At a Tribeca Gallery, Dancers and Art Share an Unconventional Stage

From left, Sarah Housepian, Jillian Linkowski, Vivake Khamsingsavath and Amy Saunder move among the works of Mark Handforth, a site-specific installation at Luhring Augustine Gallery. Photo: Carl Glassman/Tribeca

Posted
Jul. 01, 2023

Artist Mark Handforth imagined his colorful, sinuous forms as dancers when he created them for his current installation at the gallery Luhring Augustine in Tribeca. Then, one afternoon last week, real live partners arrived to dance with them. 

The gallery became a stage, and Handforth’s figures the creative inspiration for the five dancers of the Tribeca-based Battery Dance Company who moved among—and were moved by—the sculptural pieces.

Photos by Carl Glassman/Tribeca Trib. Music by polarity/1. Dancers: Sarah Housepian, Vivake Khamsingsavath, Jillian Linkowski, Amy Saunder and Razvan Stoian

“I’m loving it,” Handforth said, as he watched the improvised performance unfold around his site-specific installation, “Half-Sleep-City,” for the closed-door filming. “It’s the perfect interaction. I think of these sculptures as dancers anyway, so it’s really taking that dance into reality.” The Battery Dance performers were Sarah Housepian, Vivake Khamsingsavath, Jillian Linkowski, Amy Saunder and Razvan Stoian.

“Since the gallery opened I was in love with the floor and the space,” said Jonathan Hollander, Battery Dance’s founder and artistic director, “and then I saw Mark’s sculpture and I said, This is a set for dance, this is an opportunity for visual arts and dance to interact. This is perfect.’”

Hollander’s dancers agreed, saying that everything about the space, as well the moves of their fellow company members, inspired their impromptu responses. And then there was the recorded electronic music by Polar Levine, also known as polarity/1, that accompanied it. 

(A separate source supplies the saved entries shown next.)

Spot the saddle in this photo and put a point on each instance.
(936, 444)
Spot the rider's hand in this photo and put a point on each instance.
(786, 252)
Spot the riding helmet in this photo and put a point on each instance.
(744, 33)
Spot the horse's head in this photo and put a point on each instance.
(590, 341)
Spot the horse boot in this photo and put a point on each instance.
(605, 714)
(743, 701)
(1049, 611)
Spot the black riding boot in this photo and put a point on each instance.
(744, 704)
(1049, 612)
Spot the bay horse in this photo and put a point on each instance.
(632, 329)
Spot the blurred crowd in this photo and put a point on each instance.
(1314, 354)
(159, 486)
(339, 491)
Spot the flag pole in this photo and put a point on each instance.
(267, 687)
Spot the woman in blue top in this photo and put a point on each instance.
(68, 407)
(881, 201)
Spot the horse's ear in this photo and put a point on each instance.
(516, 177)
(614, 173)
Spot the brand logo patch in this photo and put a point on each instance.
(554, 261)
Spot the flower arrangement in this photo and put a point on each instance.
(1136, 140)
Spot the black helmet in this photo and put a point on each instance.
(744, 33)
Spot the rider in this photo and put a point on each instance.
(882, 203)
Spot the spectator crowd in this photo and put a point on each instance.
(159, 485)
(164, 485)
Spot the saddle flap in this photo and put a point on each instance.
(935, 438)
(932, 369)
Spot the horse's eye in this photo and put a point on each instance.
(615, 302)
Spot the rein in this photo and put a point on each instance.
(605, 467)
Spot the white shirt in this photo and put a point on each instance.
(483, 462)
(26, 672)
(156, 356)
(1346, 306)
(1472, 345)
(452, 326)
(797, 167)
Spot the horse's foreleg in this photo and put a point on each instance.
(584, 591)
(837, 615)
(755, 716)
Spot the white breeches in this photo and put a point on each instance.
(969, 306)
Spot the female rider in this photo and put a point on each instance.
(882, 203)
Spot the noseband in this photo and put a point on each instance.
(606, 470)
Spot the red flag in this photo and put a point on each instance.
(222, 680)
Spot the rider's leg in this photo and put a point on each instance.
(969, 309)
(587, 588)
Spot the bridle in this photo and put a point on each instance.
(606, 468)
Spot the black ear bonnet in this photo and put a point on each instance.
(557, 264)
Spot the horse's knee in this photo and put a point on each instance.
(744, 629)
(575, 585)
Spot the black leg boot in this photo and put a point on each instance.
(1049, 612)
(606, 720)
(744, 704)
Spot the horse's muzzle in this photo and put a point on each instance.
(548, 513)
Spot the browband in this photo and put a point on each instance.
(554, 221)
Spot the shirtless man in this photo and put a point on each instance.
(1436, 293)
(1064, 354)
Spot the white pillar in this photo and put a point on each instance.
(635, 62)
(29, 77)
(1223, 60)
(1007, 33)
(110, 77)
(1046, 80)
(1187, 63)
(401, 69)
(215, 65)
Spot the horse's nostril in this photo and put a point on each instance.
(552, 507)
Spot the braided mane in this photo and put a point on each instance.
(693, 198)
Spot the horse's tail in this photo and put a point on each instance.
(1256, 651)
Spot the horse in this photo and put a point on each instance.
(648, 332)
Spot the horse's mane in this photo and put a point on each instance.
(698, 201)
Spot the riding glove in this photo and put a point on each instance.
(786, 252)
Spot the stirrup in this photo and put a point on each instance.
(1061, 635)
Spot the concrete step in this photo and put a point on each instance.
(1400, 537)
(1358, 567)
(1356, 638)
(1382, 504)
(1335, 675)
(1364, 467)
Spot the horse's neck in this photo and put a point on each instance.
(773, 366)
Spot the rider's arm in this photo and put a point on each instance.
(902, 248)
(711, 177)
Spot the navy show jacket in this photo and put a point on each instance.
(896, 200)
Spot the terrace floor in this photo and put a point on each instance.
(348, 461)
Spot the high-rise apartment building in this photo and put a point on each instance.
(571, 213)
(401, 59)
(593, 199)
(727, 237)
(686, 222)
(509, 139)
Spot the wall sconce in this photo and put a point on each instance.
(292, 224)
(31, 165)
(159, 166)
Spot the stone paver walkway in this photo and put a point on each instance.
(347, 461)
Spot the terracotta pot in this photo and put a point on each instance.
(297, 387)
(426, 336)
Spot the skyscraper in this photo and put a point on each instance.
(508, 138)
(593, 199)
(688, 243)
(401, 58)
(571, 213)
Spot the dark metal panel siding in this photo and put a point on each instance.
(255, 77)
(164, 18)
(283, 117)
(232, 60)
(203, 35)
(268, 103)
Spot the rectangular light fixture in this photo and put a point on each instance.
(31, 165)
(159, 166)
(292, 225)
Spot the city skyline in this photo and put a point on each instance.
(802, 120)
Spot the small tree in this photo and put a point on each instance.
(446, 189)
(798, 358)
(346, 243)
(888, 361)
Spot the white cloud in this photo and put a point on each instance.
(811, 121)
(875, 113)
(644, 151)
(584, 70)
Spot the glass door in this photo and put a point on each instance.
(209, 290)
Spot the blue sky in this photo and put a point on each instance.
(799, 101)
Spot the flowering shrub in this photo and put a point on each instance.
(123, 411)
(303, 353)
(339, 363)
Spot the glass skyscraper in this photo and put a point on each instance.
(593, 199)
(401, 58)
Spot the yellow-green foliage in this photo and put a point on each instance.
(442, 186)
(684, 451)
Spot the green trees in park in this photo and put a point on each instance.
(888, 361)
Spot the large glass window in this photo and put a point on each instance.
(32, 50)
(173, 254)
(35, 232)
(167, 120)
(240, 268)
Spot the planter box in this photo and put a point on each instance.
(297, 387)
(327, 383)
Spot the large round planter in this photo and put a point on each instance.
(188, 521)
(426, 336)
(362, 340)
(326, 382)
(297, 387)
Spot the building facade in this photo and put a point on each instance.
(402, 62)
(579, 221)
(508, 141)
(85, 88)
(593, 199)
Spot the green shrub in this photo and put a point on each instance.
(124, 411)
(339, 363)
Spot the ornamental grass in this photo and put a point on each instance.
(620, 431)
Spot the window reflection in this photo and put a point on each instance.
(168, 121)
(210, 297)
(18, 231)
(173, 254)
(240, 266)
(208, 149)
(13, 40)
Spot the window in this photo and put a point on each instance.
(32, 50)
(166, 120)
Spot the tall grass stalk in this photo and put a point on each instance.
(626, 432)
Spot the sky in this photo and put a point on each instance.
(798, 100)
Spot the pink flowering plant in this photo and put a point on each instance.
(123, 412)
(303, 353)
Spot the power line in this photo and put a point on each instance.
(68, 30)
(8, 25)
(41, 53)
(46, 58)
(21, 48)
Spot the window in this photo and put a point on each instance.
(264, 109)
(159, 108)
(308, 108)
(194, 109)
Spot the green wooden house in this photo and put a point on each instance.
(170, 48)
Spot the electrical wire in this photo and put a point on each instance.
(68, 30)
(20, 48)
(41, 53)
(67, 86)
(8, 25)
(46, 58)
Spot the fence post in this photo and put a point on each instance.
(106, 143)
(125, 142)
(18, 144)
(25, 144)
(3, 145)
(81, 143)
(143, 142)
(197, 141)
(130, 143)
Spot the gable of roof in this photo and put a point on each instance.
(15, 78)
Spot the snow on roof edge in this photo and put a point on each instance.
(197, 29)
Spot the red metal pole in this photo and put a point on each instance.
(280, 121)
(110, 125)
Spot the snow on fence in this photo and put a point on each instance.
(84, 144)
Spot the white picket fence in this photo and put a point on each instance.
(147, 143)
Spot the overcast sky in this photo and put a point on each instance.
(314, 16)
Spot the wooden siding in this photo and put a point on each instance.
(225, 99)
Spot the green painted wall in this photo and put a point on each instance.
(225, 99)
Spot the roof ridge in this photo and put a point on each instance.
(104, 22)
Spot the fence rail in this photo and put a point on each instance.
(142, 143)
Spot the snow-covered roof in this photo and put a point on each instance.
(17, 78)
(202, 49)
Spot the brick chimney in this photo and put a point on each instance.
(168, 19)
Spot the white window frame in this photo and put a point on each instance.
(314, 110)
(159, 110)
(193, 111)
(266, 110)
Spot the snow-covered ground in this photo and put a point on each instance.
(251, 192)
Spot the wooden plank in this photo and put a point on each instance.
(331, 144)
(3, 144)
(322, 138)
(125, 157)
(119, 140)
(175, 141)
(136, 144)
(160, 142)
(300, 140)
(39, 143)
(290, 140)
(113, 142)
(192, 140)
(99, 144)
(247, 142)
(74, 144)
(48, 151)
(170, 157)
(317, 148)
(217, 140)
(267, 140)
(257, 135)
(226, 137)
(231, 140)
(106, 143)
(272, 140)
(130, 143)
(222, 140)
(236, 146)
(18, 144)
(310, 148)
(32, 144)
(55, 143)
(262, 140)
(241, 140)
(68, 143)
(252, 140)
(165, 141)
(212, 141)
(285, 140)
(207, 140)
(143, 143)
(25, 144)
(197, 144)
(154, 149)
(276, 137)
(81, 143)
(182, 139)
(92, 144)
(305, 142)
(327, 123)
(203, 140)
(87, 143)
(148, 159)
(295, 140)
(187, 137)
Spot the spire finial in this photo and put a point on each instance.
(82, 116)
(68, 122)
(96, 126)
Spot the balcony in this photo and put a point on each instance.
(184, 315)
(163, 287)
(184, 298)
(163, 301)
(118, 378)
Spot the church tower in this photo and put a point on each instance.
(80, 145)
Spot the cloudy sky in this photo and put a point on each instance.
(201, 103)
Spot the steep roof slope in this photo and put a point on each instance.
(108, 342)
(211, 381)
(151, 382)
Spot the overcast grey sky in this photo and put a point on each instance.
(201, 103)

“Each of the sculptures gives a lot of information to us as far as texture, shape, length and also the dancers in the space around the work,” said Sarah Housepian. “We all have different narratives when we’re working with it. How we’re feeling, the music, everything plays a role in it.” 

“I’m very much deep in imagination,” added dancer Jillian Linkowski. “Listening, and seeing what the different dancers are doing, what the sculptures are doing, what I’m imagining. There’s a lot going on.”

Luhring Augustine sales assistant Bianca Torres worked with Hollander on turning his idea for the filmed performance into reality. She called the result “very sensual” and a good fit with the “dancing” sculptures that populate the gallery.

“Also,” she added, “it makes you think how rigidly we interact with art. I wish we all felt free to dance around it.” 

“Half-Sleep-City,” by Mark Handforth, is at Luhring Augustine, 17 White St., until July 28.  His public sculpture, “Franklin Street Four,” is on display at Barnett Newman Triangle, White Street between Church Street and 6th Avenue, until November 2023.